I pulled on my leash only to feel no weight on the other end. The leash had snapped and the board was gone. Panic began to set in again. I had to get to the beach. I looked up and saw Nick in the shallows. He had taken a fair beating also and was heading for safety. I turned the other direction to see another monster wave crashing about 15 yards behind me. Time to learn to swim.

Somehow I made it back to the beach. I think the waves did most of the work by washing me ashore like a bit of driftwood while my doggy paddle did the rest.

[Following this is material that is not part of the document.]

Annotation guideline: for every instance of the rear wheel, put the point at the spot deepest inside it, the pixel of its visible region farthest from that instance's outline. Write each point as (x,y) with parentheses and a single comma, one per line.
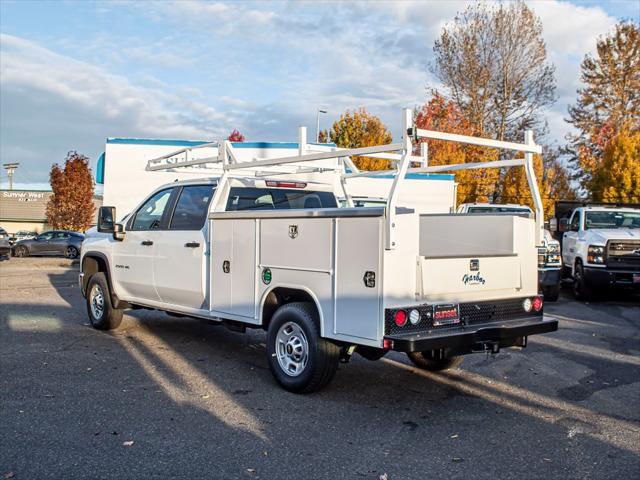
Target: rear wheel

I was lucky that day. I think every surfer can tell a story like mine where we’ve found ourselves in over our heads. We all have that horrific wipeout. In fact, I have had numerous in the years since but I did learn to swim after the fact. It comes down to how one processes those experiences in time. Scary wipeouts can help or hinder your surfing, depending on how you look at them.

There was no shame in walking back up the beach that day with Nick. We felt great. We’d forged a bond in survival. We were gratified with a sense of perseverance. It was a case of losing the battle but not the war. We would learn from that defeat and we would be back to fight another day. That fear had turned to fuel.

Fear has a part to play in dictating the way everyone surfs. Whether you are a beginner or Kelly Slater, we all get scared out there. Let us never forget that the ocean is a dominant force in our world. She has moods, she can be friendly, playful, grumpy or angry. Her moods can change in an instant and we should never get complacent or underestimate her. 15 years later and I feel a little more comfortable in larger surf than I did that day.

Every surfer experiences the exact same emotions and feelings during a session. It may be on a different level, but the emotion is the same. The beginner feels the exact same emotion on a two-foot wave as the pro charging 10-foot Pipe. We also feel the same fear. The only thing that changes is our tolerance level, the amount of chemicals released in our brains, and our perceptions of the situation. When you first start paddling out as a beginner, a two-foot wave can be intimidating. We fear the unknown. Once you ride enough two-foot waves, they become fun. Next, a three or four-foot wave becomes intimidating until you experience and conquer them. In the end, consistent progression is the key to conquering your fears. Get out there, be smart, and push your limits.